| Describe a Typical Entry in a Web Server Log | |
| Explain Hit, View, and Visit | |
| Evaluate Results from a Log File Analysis Tool |
It is easy to fall into the “hits” trap. Hit counters have been around for some time now and hits are an easy statistic to quote. When managing a web site you don’t need to know all the details of log files, but understanding what information is available to you and making your analysis consistent over time is important.
The type and depth of log file analysis you perform depends on the type of Web site you manage. If you are simply providing information, knowing who and how many are visiting your site is interesting information, but not vital to the company. If, however, you site is an e-commerce site with a significant impact on the bottom line, you may want to know how users are moving through the site, especially just before they decide to make a purchase.
Web server logs are plain text (ASCII) files, independent of server platform. There are some differences between server software, but traditionally there are four types of server logs:
The first two types of log files are standard. The referer and agent logs may or may not be “turned on” at the server or may be added to the transfer log file to create an “extended” log file format. Each HTTP protocol transaction, whether completed or not, is recorded in the logs, and some transactions are recorded in more that one log. For example, most (but not all) HTTP errors are recorded in the transfer log and the error log. Lets take a look at the type of information collected in an “extended format” transfer log file.

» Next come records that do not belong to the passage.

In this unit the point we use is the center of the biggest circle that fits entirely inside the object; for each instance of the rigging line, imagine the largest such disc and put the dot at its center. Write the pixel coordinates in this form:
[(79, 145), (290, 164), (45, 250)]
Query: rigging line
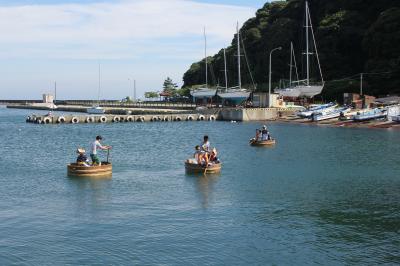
[(315, 45), (248, 66)]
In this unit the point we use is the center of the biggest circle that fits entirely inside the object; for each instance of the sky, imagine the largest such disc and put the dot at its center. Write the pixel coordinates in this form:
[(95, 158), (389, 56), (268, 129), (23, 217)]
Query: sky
[(48, 41)]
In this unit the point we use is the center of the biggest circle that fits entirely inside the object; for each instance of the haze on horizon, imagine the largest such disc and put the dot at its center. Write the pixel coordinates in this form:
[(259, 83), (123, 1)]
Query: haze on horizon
[(147, 40)]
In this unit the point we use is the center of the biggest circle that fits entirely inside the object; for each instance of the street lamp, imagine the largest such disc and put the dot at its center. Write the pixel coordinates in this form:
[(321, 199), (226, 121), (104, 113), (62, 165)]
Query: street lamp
[(270, 73)]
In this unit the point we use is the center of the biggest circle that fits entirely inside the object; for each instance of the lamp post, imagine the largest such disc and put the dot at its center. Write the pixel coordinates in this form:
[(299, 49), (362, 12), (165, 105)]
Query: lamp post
[(270, 73)]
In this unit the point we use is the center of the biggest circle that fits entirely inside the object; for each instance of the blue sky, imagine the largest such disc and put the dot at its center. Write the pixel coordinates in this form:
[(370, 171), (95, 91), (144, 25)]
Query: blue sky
[(45, 41)]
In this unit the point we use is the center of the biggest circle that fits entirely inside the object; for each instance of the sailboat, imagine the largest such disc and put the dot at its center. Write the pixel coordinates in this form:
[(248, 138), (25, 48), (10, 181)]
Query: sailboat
[(304, 88), (96, 109), (204, 92), (236, 94)]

The following is an example of a single line in a common transfer log. This typically displays as one long line of ASCII text, separated by tabs and spaces (useful for importing it into a spreadsheet program).
1Cust216.tnt1.santa-monica.ca.da.uu.net - -[08/May/1999:12:13:03 -0700] GET /gen/meeting/ssi/next/HTTP/1.0 200 9887 http://www.slac.stanford.edu/ Mozilla/3.01-C-MACOS8 (Macintosh; I; PPC) GET /gen/meeting/ssi/next/ - HTTP/1.0IP
Lets look at each section of this entry.
1Cust216.tnt1.santa-monica.ca.da.uu.net
This is the address of the computer making the HTTP request. The server records the IP and then, if configured, will lookup the Domain Name Server (DNS). However, with all the dynamically assigned IP addresses these days, you don’t learn as much as you’d expect from the domain name. In this case the visitor seems to be a customer of an ISP, which is located in Santa Monica, California.
-
Rarely used, the field was designed to identify the requestor. If this information is not recorded, a hyphen (-) holds the column in the log.
-
List the authenticated user, if required for access. This authentication is sent via clear text, so it is not really intended for security. This field is usually filled by a hyphen (-).

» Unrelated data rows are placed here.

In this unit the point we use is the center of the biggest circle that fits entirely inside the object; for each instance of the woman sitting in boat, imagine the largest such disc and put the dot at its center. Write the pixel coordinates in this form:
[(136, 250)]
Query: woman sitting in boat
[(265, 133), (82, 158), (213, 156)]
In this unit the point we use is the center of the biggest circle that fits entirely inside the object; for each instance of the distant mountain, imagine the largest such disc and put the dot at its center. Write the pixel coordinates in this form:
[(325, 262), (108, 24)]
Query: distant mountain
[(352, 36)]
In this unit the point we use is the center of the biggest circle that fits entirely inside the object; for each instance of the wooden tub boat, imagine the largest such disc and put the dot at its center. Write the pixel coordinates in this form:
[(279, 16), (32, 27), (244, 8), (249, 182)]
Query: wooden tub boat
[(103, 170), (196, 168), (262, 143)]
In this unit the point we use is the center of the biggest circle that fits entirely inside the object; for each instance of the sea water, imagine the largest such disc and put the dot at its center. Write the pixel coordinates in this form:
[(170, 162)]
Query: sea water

[08/May/1999:12:13:03 -0700]
The date, time, and offset from Greenwich Mean Time (GMT x 100) are recorded for each hit. The date and time format is: DD/Mon/YYYY HH:MM:SS. The example above shows that the transaction was recorded at 12:13 pm on May 9, 1999 at a location 7 hours behind GMT.
By comparing time stamps between entries, we can also determine how long a visitor spent on a given page. From the following excerpts from the log, we see that the visitor spent about a minute on the page before moving to the detailed page.
[08/May/1999:12:20:53 -0700] GET /gen/meeting/ssi/next/index.html HTTP/1.0 200 9887 http://www.slac.stanford.edu/gen/meeting/ssi/
[08/May/1999:12:21:50 -0700] GET / HTTP/1.0 200 13516 http://www.slac.stanford.edu/detailed.html HTTP Request GET /gen/meeting/ssi/next/ HTTP/1.0
One of three types of HTTP requests is recorded in the log. GET is the standard request for a document or program. POST tells the server that data is following. HEAD is used by link checking programs, not browsers, and downloads just the information in the HEAD tag information. The specific level of HTTP protocol is also recorded.
200
There are four classes of codes
A status code of 200 means the transaction was successful. Common 300-series codes are 302, for a redirect from http://www.mydomain.com to http://www.mydomain.com/, and 304 for a conditional GET. This occurs when the server checks if the version of the file or graphic already in cache is still the current version and directs the browser to use the cached version. The most common failure codes are 401 (failed authentication), 403 (forbidden request to a restricted subdirectory), and the dreaded 404 (file not found) messages. Sever errors are red flags for the server administrator.
For GET HTTP transactions, the last field is the number of bytes transferred. For other commands this field will be a hyphen (-) or a zero (0).
The transfer volume statistic marks the end of the common log file. The remaining fields make up the referer and agent logs, added to the common log format to create the “extended” log file format. Lets look at these fields.
http://www.slac.stanford.edu/
The referrer URL indicates the page where the visitor was located when making the next request. The actual request is shown in the last field of the entry
GET /gen/meeting/ssi/next/ - HTTP/1.0
and is duplicated from the HTTP Request, the fifth field in this log.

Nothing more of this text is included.